Owens, R. M., Pritchard, G., Skipp, P., Hodey, M., Connell, S. R., Nierhaus, K. H., et al. (2004). A dedicated translation factor controls the synthesis of the global regulator Fis. EMBO Journal, 23(16), 3375-3385. doi:10.1038/sj.emboj.7600343.

Zitierlink: https://hdl.handle.net/11858/00-001M-0000-0010-87F3-4

Zusammenfassung

BipA is a highly conserved protein with global regulatory properties in Escherichia coli.
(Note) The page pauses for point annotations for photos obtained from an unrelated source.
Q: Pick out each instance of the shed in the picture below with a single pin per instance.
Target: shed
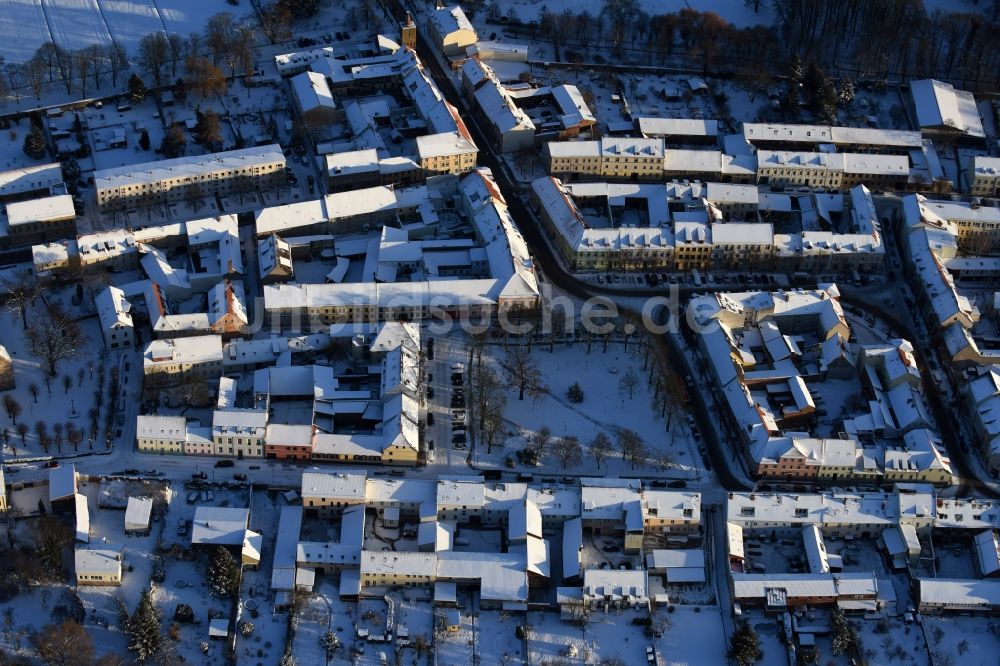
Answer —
(137, 515)
(218, 628)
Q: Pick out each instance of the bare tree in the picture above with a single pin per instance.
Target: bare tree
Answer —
(493, 421)
(664, 461)
(14, 78)
(219, 30)
(240, 53)
(84, 63)
(178, 51)
(205, 78)
(567, 451)
(542, 438)
(51, 536)
(55, 337)
(34, 74)
(600, 448)
(42, 430)
(99, 64)
(154, 54)
(486, 389)
(629, 382)
(117, 58)
(276, 22)
(631, 446)
(19, 292)
(74, 436)
(65, 644)
(12, 407)
(523, 373)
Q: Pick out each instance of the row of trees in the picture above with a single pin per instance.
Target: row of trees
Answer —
(79, 69)
(894, 37)
(226, 42)
(871, 39)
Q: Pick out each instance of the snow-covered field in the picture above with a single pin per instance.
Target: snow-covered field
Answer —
(734, 11)
(27, 24)
(606, 407)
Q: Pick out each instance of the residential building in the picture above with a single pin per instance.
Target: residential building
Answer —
(138, 514)
(239, 432)
(274, 257)
(160, 434)
(199, 356)
(984, 176)
(98, 566)
(313, 99)
(940, 109)
(115, 315)
(6, 370)
(41, 220)
(31, 182)
(452, 31)
(155, 183)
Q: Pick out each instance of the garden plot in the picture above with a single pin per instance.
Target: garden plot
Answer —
(325, 611)
(692, 636)
(266, 642)
(606, 407)
(71, 24)
(61, 403)
(965, 639)
(76, 23)
(604, 638)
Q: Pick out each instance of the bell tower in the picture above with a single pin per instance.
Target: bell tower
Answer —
(408, 32)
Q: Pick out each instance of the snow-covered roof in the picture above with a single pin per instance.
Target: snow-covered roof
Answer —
(97, 562)
(340, 485)
(454, 494)
(156, 426)
(450, 19)
(29, 179)
(138, 512)
(198, 349)
(664, 127)
(961, 594)
(312, 92)
(217, 525)
(501, 576)
(191, 165)
(400, 563)
(285, 548)
(62, 482)
(443, 145)
(939, 104)
(46, 209)
(112, 308)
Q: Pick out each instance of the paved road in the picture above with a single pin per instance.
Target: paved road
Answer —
(548, 264)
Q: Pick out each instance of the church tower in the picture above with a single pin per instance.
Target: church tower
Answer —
(408, 32)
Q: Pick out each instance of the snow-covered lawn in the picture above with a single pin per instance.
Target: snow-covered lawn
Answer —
(692, 637)
(55, 404)
(27, 24)
(964, 639)
(606, 408)
(734, 11)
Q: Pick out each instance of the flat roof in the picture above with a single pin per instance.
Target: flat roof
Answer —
(219, 525)
(27, 179)
(46, 209)
(152, 172)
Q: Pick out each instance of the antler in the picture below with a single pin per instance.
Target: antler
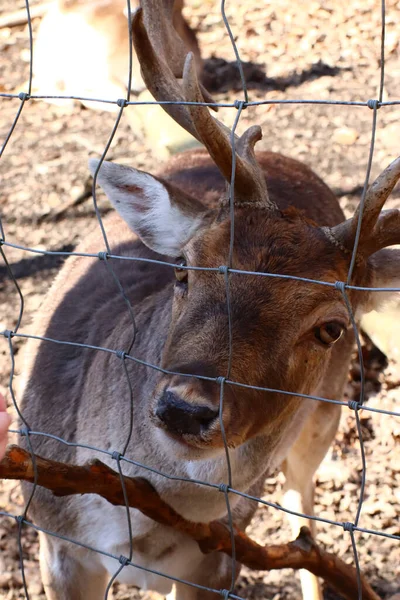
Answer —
(378, 229)
(159, 72)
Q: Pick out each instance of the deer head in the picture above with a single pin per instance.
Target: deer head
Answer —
(286, 334)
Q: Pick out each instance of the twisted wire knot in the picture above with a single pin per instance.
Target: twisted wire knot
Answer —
(224, 488)
(341, 286)
(354, 405)
(372, 104)
(240, 104)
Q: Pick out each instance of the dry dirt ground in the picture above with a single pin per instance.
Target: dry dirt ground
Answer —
(310, 50)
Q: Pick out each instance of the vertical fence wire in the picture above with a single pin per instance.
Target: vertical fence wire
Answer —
(124, 356)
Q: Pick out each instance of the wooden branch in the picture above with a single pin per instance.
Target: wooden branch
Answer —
(96, 478)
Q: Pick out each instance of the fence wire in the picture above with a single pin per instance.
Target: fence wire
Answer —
(124, 355)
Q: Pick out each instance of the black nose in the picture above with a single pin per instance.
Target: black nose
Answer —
(181, 417)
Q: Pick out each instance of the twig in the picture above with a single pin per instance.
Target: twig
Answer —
(96, 478)
(20, 17)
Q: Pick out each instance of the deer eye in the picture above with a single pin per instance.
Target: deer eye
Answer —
(181, 274)
(329, 333)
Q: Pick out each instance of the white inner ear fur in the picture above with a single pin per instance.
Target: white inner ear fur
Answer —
(145, 205)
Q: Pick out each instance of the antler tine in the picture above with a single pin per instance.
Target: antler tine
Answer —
(250, 183)
(377, 194)
(158, 20)
(160, 79)
(375, 233)
(158, 76)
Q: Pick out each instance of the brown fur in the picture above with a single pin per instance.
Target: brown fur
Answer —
(82, 395)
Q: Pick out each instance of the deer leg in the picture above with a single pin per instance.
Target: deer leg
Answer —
(299, 468)
(214, 571)
(68, 576)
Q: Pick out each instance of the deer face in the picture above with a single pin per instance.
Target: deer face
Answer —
(283, 331)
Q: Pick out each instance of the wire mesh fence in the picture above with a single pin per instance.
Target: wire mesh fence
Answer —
(105, 254)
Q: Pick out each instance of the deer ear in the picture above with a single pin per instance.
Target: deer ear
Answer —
(386, 274)
(164, 217)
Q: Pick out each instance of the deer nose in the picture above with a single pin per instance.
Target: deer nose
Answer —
(181, 417)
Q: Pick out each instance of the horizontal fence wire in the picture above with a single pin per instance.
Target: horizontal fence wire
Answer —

We show here that it functions as a translation factor that is required specifically for the expression of the transcriptional modulator Fis. BipA binds to ribosomes at a site that coincides with that of elongation factor G and has a GTPase activity that is sensitive to high GDP:GTP ratios and stimulated by 70S ribosomes programmed with mRNA and aminoacylated tRNAs. The growth rate-dependent induction of BipA allows the efficient expression of Fis, thereby modulating a range of downstream processes, including DNA metabolism and type III secretion. We propose a model in which BipA destabilizes unusually strong interactions between the 5' untranslated region of fis mRNA and the ribosome. Since BipA spans phylogenetic domains, transcript-selective translational control for the ‘fast-track’ expression of specific mRNAs may have wider significance.